The first pass through the liver
When you swallow a tablet, the absorbed drug does not go straight into general circulation. Blood from the gut drains first into the liver. So before a drug ever reaches the rest of the body, the liver gets a chance to metabolize it. This is the first-pass effect (or first-pass metabolism).
For some drugs this first pass removes a large fraction of the dose. The portion the liver removes is captured by the hepatic extraction ratio: a high-extraction drug loses most of its oral dose before it can act. The result is low oral bioavailability — only a small share of what you swallowed reaches the circulation intact.
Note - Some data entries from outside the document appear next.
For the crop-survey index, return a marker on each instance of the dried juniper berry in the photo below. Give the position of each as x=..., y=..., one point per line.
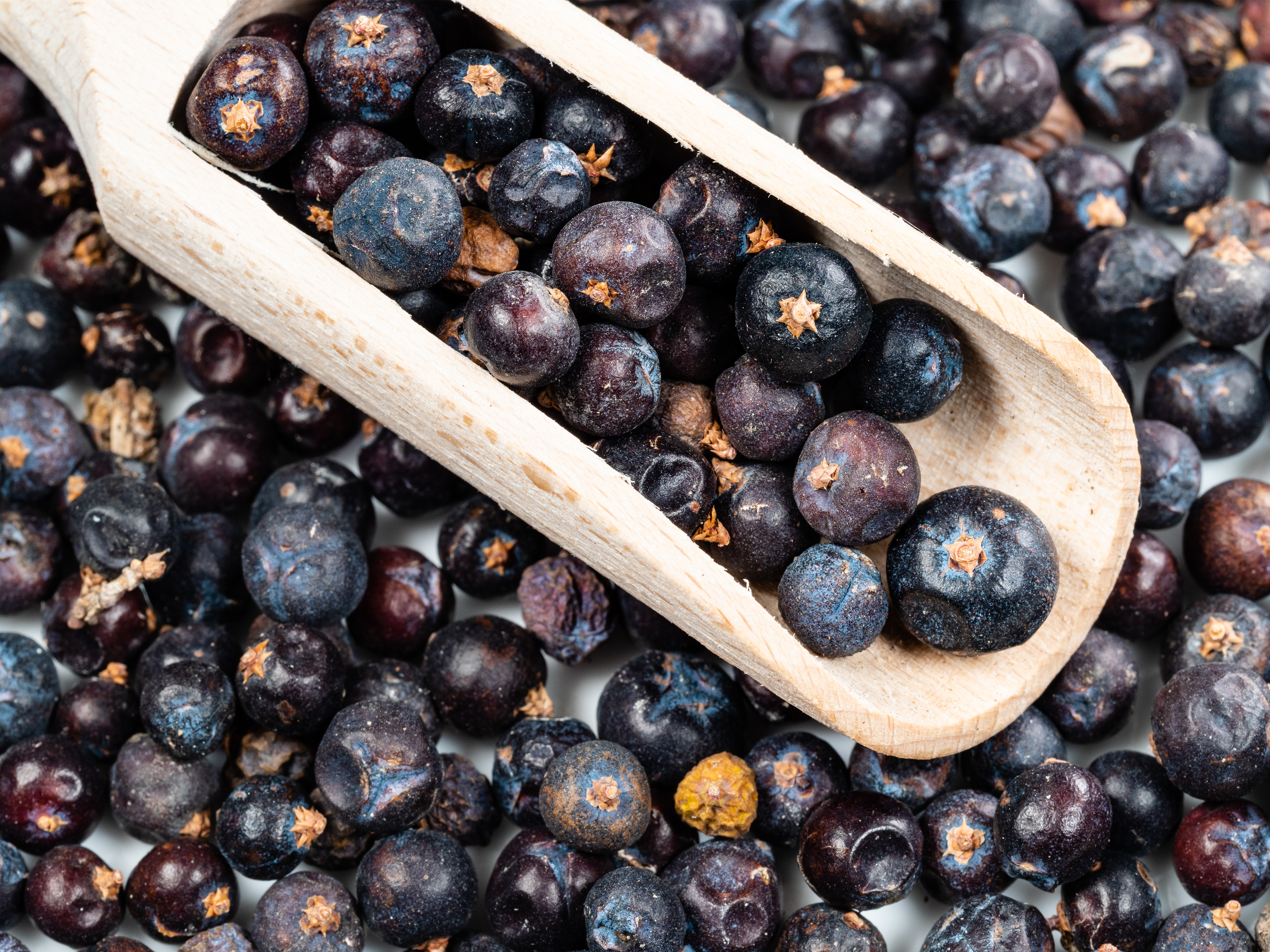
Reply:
x=632, y=909
x=595, y=798
x=1089, y=192
x=485, y=549
x=731, y=896
x=417, y=887
x=909, y=366
x=74, y=897
x=796, y=772
x=366, y=64
x=266, y=826
x=303, y=565
x=51, y=793
x=791, y=44
x=291, y=681
x=1222, y=852
x=1146, y=807
x=860, y=851
x=251, y=106
x=189, y=709
x=862, y=134
x=537, y=893
x=1215, y=397
x=182, y=888
x=610, y=140
x=1222, y=539
x=44, y=175
x=307, y=912
x=620, y=262
x=991, y=204
x=486, y=675
x=959, y=856
x=1238, y=112
x=671, y=711
x=1208, y=731
x=1127, y=81
x=425, y=241
x=1052, y=824
x=1093, y=695
x=1029, y=741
Prodrugs: inactive on purpose
Metabolism is usually something a drug must survive. But chemists sometimes turn it into an advantage by designing a prodrug — a molecule that is inactive as swallowed and only becomes the working drug after the body metabolizes it. The metabolism step is not a loss; it is the activation switch.
- Improve absorption: a prodrug can be made more lipophilic to cross the gut wall, then converted to the active form inside.
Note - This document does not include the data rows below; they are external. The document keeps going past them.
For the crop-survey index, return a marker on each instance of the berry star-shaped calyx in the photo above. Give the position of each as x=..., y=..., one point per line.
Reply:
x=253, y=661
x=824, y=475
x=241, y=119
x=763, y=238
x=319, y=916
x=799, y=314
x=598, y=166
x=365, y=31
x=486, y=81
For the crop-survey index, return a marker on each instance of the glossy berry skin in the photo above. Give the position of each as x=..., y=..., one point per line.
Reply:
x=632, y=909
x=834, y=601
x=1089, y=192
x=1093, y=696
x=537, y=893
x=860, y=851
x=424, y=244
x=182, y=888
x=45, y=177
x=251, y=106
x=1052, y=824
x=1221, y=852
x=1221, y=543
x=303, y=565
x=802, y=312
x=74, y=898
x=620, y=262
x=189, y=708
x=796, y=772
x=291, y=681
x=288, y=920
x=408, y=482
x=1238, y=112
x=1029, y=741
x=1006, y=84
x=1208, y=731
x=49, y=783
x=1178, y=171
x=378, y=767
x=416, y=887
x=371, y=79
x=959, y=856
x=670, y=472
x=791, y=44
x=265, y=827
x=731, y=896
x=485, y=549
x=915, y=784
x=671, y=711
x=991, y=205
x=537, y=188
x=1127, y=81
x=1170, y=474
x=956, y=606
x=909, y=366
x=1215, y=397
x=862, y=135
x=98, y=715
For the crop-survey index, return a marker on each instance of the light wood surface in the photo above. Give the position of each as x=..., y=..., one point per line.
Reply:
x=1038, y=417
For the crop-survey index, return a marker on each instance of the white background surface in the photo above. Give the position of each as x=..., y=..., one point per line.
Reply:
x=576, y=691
- Mask an unpleasant property: hide a bitter taste or local irritation until the drug is past the stomach.
- Target a site: design activation to happen mainly where it is needed, sparing the rest of the body.
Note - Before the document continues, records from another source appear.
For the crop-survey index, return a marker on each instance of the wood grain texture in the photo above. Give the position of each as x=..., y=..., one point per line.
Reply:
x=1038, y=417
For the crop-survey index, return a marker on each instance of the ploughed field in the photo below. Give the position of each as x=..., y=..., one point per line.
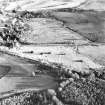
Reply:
x=55, y=64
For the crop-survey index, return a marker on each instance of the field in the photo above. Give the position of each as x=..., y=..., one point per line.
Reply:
x=59, y=60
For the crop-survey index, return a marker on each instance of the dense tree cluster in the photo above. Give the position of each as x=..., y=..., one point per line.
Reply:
x=11, y=32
Active metabolites: the effect outlives the parent
Even an ordinary, fully active drug can produce an active metabolite — a product that still hits the target. Sometimes the metabolite is weaker, sometimes equal, sometimes longer-lasting than the parent. When the metabolite has a longer half-life, the drug's clinical effect can persist well after the parent has been cleared.
This matters clinically. Two drugs from the same class can feel very different simply because one leaves a long-lived active metabolite behind. And in kidney impairment, an active metabolite that the kidney normally clears can accumulate and cause toxicity even when the parent drug looks well controlled.